Granted, teens use a variety of strategies to make our interactions with them more complicated – complications that include evading, omitting, distorting, and even fabricating. But something happens to us parents too when our kids become teens.

Before our kids became teens, if their behavior told us that something wasn’t quite right – even if we weren’t exactly sure what it was, we spoke up. Without hesitation we calmly confronted them with what our intuition was telling us. This sent our child a message about our sturdy presence, reminding them that we cared about them, that we noticed their behavior, and that we weren’t afraid to say something about it.

However, when those same kids become teens and our intuition is telling us that something is amiss, instead of speaking up, we’re tempted to say nothing. Especially if we don’t have clear evidence for concern or if we think that addressing the problem will cause more trouble. But no matter how awful their response can be – and a teen’s sulking silence and raging anger can be pretty awful – our teens need to be able to trust that we’ll speak up and guide them through adolescence.

The BottomLine

Bad things can happen when we’re worried and should speak up but don’t. Our silence can have long-term consequences for our relationship with our teens.

When we say nothing, our worry about our teen can turn into anger.

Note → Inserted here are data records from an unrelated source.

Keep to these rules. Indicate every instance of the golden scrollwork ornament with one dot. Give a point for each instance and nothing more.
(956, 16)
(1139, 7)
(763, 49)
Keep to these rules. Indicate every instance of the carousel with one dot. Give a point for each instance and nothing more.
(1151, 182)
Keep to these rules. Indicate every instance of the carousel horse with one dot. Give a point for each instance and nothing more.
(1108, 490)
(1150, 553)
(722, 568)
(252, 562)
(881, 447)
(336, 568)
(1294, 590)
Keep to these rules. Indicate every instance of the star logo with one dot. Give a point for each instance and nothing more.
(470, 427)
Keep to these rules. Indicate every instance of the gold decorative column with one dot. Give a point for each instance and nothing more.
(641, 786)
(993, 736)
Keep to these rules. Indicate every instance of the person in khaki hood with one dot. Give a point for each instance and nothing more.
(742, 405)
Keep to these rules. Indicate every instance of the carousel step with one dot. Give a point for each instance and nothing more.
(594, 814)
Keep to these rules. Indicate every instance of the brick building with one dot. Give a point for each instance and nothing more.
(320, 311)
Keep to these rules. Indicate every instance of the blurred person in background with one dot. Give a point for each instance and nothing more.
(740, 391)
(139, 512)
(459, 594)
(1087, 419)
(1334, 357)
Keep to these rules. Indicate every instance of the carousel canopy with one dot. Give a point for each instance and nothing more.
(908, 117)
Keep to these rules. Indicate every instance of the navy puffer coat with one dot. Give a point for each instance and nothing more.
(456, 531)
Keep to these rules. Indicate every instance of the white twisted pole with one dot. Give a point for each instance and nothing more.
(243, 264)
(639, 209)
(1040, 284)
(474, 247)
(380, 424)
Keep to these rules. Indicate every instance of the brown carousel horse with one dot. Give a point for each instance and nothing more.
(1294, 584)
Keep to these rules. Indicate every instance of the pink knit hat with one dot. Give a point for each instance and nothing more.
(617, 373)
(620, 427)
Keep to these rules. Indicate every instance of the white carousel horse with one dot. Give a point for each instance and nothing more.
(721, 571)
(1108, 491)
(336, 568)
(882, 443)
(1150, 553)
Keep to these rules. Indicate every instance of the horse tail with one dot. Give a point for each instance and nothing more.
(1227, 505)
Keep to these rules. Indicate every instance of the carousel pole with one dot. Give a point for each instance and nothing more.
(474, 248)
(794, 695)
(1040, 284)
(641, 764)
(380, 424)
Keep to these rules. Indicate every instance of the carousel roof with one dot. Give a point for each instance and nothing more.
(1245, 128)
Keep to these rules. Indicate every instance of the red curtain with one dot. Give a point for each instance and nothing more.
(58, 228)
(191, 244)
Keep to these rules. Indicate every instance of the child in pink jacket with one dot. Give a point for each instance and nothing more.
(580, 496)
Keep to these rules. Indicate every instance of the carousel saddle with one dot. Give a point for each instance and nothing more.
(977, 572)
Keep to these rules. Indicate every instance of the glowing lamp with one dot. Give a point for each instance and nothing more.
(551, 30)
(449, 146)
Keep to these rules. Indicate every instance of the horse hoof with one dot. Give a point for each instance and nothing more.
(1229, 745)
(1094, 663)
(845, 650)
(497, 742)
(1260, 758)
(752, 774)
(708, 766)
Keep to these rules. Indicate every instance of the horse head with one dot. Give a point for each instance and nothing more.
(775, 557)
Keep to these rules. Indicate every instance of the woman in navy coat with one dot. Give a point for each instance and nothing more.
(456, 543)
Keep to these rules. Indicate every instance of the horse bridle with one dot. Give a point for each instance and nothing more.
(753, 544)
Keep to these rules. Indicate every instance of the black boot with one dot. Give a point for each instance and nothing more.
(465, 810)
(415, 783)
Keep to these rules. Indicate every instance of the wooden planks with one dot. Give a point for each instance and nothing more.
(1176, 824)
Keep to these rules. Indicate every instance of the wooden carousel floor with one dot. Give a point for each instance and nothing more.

Then our feelings fester. And although we don’t deal directly with the issue, we act out our concerns through our tone of voice and offhanded comments – as Claire and Phil (especially Phil) have been doing lately with Haley. And as the exchange below between mother and daughter shows, our acting out can damage our connection with our teen:

Haley: What’s the matter with you?! You’ve been acting so weird ever since I left college.

Claire: For the record, you didn’t leave college. You were asked to leave.

Haley: Of which you guys never let me forget – especially Dad.

Claire: Honey, your father…

Haley: Oh, you don’t have to tell me what he thinks. Okay?! I’m a huge disappointment to him. And I see it on his face everyday. He acts as if he doesn’t even want me around.

Because teens are desperate to feel independent, they’ll often go to great lengths to demonstrate that they don’t need our advice or direction any more. In truth, though, as we saw with Haley tonight, they care deeply about our opinions of them and fear seeing a diminished view of themselves reflected in our eyes. They desperately want our respect.

At the very end of the episode, Phil confronts Claire about the plan she hatched up:

Phil: This little chicken game may work for your dad, but it doesn’t work for me. That’s my little girl. I need her to know that no guy on earth is good enough for her – let alone some slimy, middle-aged jean salesman!

Then Phil sees that Haley too is in the room. And the next minute she is in his arms.

Phil: What’s this?

Claire: Just enjoy it.

This is more than just a feel good ending for a made-up TV show. There’s a vital message here for you and me: Although our teens may insist on changing the terms of our involvement, they still want us involved in their lives.

Flipping the Frame: Your Parenting Experiences

• Tonight we see that Haley still cares about what her parents think about her. I’m not sure we ever outgrow that. What do you think?

• Teens do care deeply about their parents’ opinions. But we have to look closely to see evidence of this because they’ll almost never tell us this directly. Have you seen evidence of this in your teen? What does it look or sound like?